Os avanços científicos seguem em ritmo acelerado, a separação entre sexualidade e procriação, a partir dos anticoncepcionais, só se acentua com as técnicas de inseminação artificial e fecundação in vitro. Nas predições dos estudiosos, a possibilidade da procriação inteiramente fora do corpo da mulher acena no horizonte, apesar das pesadas críticas dos conselhos de ética. Os métodos de Reprodução Assistida, as cirurgias para adequação do corpo ao gênero e outros avanços ampliam o “corpo erógeno”, solicitando trabalho psíquico e acompanhamento dos efeitos inconscientes produzidos.

Desde a realidade dos corpos e das vidas surgem novas imagens e vivências que se incluem no fluxo do imaginário social.
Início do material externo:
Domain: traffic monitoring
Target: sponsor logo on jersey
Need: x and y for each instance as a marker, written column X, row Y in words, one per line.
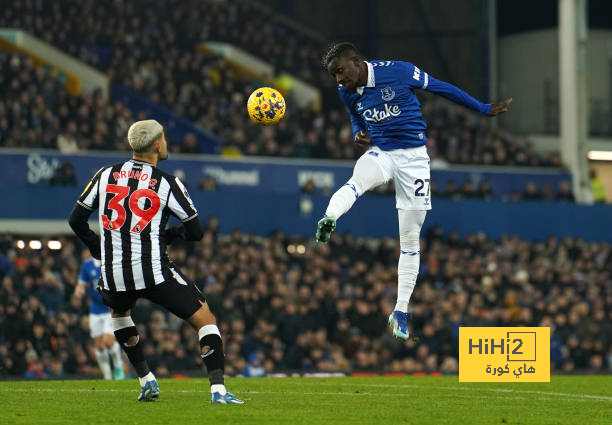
column 387, row 94
column 375, row 115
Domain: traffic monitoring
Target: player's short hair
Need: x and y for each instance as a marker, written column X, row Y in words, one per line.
column 142, row 135
column 338, row 50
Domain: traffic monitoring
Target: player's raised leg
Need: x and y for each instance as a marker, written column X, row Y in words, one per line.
column 127, row 336
column 410, row 223
column 115, row 353
column 102, row 356
column 211, row 346
column 368, row 173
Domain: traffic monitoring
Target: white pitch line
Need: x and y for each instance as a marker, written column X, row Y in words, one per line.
column 345, row 394
column 570, row 395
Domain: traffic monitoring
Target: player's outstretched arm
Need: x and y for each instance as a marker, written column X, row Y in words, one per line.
column 460, row 97
column 78, row 224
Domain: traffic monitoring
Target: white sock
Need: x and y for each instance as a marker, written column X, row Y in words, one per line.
column 218, row 388
column 104, row 363
column 410, row 223
column 115, row 352
column 148, row 377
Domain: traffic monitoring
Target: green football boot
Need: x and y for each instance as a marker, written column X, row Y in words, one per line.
column 325, row 227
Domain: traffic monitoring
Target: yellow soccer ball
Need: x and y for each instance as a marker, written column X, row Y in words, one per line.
column 266, row 106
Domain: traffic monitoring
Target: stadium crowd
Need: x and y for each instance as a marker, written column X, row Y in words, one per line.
column 150, row 48
column 284, row 303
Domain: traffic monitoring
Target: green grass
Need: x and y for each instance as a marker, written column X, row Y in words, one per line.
column 584, row 400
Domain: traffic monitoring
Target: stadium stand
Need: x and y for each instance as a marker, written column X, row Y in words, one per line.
column 154, row 54
column 285, row 305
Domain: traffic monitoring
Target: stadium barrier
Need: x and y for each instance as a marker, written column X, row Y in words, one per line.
column 297, row 214
column 275, row 175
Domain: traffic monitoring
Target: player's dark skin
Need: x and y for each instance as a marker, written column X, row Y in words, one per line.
column 352, row 72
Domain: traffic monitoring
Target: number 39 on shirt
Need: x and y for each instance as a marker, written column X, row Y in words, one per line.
column 119, row 193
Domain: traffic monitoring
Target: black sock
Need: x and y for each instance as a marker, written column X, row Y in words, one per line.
column 211, row 347
column 134, row 352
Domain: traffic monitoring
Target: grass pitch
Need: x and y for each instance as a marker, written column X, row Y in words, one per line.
column 381, row 400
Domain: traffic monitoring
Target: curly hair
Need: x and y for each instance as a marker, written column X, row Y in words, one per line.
column 337, row 50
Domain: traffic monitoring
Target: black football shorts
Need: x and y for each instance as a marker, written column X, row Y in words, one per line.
column 183, row 300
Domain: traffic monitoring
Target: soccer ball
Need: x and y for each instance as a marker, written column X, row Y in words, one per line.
column 266, row 106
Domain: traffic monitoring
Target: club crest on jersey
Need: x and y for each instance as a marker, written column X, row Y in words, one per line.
column 387, row 94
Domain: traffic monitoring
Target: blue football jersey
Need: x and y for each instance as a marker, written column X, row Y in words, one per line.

As novas realidades interrogam os vínculos de parentesco, as mudanças dos lugares de gênero mudam as organizações familiares; os corpos mudam e solicitam transformações do simbólico. Novos mitos imperam: o corpo perfeito, a juventude eterna, o amor efêmero.

Nos últimos anos passa-se a entender que não basta se questionar a desigualdade e a hierarquização entre homens e mulheres, é necessário pensar também nas desigualdades que se estabeleceram entre as sexualidades que seguem o modelo heteronormativo e as outras sexualidades que ficam patologizadas, desvalorizadas.
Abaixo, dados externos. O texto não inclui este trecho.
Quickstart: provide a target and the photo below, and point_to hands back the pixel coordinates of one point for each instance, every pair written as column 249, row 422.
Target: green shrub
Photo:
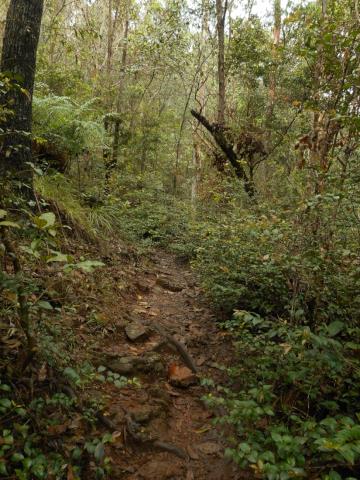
column 294, row 412
column 272, row 265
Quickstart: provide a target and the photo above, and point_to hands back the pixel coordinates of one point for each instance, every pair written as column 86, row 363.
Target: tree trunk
column 274, row 55
column 228, row 149
column 220, row 16
column 21, row 39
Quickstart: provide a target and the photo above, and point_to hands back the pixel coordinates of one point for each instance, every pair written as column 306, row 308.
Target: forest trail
column 168, row 296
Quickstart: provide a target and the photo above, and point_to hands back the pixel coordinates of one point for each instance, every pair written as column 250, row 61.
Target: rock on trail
column 164, row 431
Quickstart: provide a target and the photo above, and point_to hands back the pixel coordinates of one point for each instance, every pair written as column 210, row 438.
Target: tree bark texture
column 228, row 149
column 220, row 16
column 18, row 61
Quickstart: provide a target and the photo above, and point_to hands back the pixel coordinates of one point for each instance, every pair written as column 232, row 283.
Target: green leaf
column 44, row 305
column 17, row 457
column 89, row 266
column 49, row 219
column 58, row 257
column 8, row 223
column 335, row 327
column 3, row 470
column 99, row 452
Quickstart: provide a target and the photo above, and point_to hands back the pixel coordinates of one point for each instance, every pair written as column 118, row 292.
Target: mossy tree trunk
column 18, row 62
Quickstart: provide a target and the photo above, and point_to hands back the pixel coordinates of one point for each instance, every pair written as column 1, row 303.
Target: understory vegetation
column 138, row 143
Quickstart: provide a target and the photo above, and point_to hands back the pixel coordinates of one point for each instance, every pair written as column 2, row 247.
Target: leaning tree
column 18, row 62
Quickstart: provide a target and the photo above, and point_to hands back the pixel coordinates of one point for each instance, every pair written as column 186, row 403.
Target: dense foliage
column 117, row 153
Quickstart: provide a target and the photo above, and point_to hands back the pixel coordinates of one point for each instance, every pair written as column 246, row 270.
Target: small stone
column 209, row 448
column 181, row 377
column 143, row 287
column 160, row 470
column 172, row 287
column 135, row 331
column 123, row 366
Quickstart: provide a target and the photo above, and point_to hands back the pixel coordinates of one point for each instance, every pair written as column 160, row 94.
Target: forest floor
column 161, row 427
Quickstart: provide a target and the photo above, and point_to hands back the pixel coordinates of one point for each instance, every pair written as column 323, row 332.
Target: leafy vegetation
column 231, row 141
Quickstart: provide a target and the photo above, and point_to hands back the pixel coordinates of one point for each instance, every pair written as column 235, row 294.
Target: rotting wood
column 188, row 360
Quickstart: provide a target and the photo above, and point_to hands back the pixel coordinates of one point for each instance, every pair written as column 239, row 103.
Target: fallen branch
column 228, row 149
column 188, row 360
column 133, row 429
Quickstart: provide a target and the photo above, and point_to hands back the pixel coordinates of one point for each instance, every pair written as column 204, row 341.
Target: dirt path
column 159, row 410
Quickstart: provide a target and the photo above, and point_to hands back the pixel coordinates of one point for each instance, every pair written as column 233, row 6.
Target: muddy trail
column 168, row 341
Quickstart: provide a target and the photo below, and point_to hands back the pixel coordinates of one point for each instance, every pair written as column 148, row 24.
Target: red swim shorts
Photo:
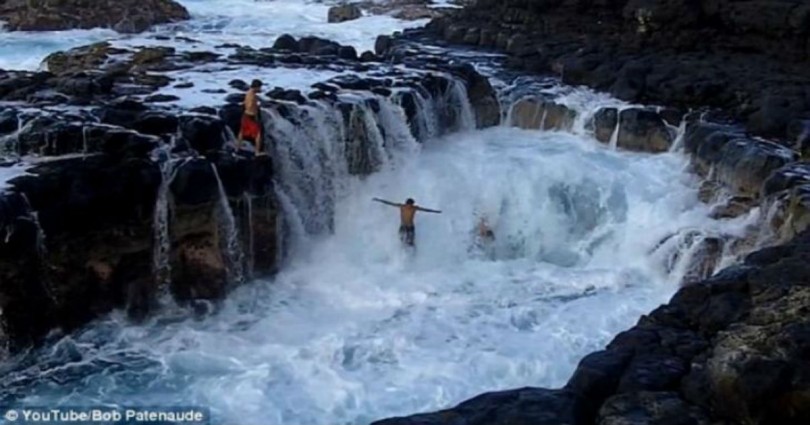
column 250, row 127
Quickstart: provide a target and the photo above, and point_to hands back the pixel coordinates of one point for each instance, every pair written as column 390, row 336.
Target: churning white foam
column 214, row 22
column 359, row 329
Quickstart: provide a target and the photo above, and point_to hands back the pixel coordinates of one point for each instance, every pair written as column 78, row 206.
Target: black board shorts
column 407, row 233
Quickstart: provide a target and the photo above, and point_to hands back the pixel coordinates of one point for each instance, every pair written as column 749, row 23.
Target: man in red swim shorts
column 251, row 127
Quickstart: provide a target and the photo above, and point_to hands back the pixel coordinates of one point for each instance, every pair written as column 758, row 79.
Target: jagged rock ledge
column 729, row 350
column 730, row 347
column 130, row 201
column 748, row 58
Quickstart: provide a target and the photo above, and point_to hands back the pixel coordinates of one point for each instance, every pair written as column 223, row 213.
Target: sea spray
column 229, row 234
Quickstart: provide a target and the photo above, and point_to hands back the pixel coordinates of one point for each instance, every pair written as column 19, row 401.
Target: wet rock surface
column 158, row 195
column 668, row 52
column 729, row 349
column 124, row 16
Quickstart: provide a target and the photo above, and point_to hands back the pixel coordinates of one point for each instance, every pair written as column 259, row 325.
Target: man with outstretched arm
column 251, row 126
column 407, row 211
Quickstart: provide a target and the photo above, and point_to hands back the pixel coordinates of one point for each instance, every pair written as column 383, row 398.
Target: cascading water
column 354, row 328
column 162, row 243
column 229, row 235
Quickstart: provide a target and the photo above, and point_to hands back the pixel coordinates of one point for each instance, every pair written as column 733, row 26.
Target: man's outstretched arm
column 428, row 210
column 393, row 204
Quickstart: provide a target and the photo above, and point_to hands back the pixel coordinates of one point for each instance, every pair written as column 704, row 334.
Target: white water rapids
column 354, row 328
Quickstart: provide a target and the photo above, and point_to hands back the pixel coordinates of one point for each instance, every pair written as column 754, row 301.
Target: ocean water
column 214, row 22
column 356, row 328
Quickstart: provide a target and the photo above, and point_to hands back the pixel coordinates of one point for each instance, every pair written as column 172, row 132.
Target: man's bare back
column 407, row 213
column 251, row 103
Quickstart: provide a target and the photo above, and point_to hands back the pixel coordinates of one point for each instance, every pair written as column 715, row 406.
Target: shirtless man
column 407, row 211
column 251, row 127
column 485, row 231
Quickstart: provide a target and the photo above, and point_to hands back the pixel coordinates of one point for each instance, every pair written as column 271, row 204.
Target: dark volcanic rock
column 523, row 406
column 748, row 57
column 730, row 349
column 125, row 16
column 644, row 130
column 202, row 133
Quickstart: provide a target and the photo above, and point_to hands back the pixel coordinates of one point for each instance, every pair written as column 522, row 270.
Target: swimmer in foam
column 407, row 211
O pensamento binário sobre a sexualidade é posto em cheque; mais do que isto, é a chave identitária que está sendo questionada. É necessário pensar as sexualidades em chave identitária? Aquilo que é da ordem do estar com, a escolha do parceiro, ou de uma pratica sexual, tem que ser transformado em algo da ordem do ser? Há que se pensar em categorias ou podemos pensar em processos identificatórios complexos e permanentes que resultem em combinatórias singulares?

A realidade sempre nos interroga, mas talvez com maior força nos momentos nos quais no imaginário social o instituinte abrange um espaço muito grande; nos momentos de muita transformação ética, estética e política.
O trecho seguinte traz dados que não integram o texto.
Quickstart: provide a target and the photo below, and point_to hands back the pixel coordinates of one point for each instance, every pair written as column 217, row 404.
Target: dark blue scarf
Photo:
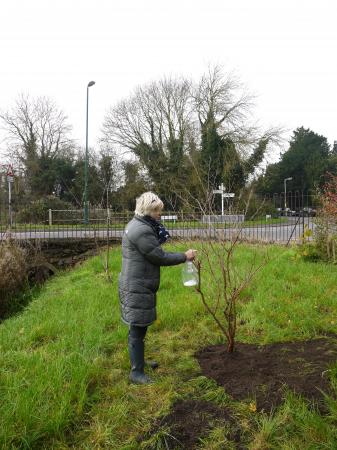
column 159, row 228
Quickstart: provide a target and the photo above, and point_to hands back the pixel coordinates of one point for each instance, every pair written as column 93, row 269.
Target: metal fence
column 283, row 222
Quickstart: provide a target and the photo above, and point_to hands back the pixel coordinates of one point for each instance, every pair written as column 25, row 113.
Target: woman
column 139, row 279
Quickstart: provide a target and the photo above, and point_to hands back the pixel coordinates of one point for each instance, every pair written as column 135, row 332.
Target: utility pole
column 86, row 206
column 10, row 179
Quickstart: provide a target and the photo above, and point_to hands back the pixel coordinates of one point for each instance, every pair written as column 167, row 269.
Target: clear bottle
column 190, row 274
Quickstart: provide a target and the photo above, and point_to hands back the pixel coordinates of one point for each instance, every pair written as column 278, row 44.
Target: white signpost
column 224, row 194
column 10, row 180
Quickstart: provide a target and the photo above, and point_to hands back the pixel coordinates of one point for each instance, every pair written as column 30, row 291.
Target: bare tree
column 231, row 142
column 154, row 123
column 222, row 277
column 37, row 135
column 36, row 127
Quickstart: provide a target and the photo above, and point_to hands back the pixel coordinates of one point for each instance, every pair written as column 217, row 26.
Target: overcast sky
column 284, row 51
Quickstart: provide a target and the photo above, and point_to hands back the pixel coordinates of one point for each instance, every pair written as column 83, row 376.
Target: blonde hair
column 147, row 203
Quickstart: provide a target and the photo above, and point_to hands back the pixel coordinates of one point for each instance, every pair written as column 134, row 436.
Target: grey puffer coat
column 139, row 279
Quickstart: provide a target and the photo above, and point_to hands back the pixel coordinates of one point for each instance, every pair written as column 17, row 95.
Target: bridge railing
column 279, row 227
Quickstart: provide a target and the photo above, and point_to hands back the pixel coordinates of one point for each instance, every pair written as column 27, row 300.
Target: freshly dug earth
column 193, row 419
column 260, row 372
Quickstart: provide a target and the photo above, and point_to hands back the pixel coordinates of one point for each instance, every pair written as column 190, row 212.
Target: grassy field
column 64, row 363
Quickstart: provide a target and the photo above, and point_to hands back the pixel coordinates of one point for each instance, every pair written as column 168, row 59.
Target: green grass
column 64, row 362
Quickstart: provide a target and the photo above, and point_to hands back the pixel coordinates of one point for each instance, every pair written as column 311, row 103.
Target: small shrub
column 326, row 222
column 13, row 269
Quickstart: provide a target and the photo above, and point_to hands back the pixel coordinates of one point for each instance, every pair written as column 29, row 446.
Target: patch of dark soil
column 191, row 420
column 262, row 371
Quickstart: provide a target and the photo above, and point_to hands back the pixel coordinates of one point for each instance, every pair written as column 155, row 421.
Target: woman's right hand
column 190, row 254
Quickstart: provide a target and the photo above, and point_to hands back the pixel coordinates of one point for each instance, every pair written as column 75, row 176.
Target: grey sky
column 285, row 51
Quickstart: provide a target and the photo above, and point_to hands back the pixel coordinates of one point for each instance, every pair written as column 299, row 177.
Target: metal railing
column 280, row 226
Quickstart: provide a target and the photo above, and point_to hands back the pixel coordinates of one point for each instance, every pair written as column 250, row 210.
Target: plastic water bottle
column 190, row 274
Em um mundo em que se constroem muitos muros, alguns de tijolos e outros de preconceitos, para evitar o contato com os diferentes, também estão se desconstruindo alguns; alguns corpos cobram visibilidade que não tinham, algumas subjetividades atravessam fronteiras antes intransponíveis, sujeitos contemporâneos incorporando algum nomadismo transitam por territórios diferentes e os pesquisadores tentam abrir as fronteiras entre saberes, não para perderem sua especificidade mas para que a complexidade não lhes escape. Entre avanços e retrocessos, aberturas e fechamentos, fragilizações da organização patriarcal e retornos violentos da mesma, vamos caminhando…

* Psicanalista, Silvia Alonso é supervisora do Curso de Psicanálise do Instituto Sedes Sapientiae e coordenadora do grupo de pesquisa “O feminino e o imaginário cultural contemporâneo”. Ela é uma das colunistas do páginaB!.

REFERÊNCIAS

Castoriadis, C. La institución imaginaria de la sociedad. Buenos Aires: Tusquets, 2007.
Fernandes, A. Las lógicas sexuales: amor, política y violências. Buenos Aires: Nueva Vision, 2012.
Laplanche, J. Problemáticas II: Castração – simbolizações. São Paulo: Martins Fontes, 1988.
A vida em preto e branco. Direção e Produção: Gary Ross, 1998, DVD (124 min).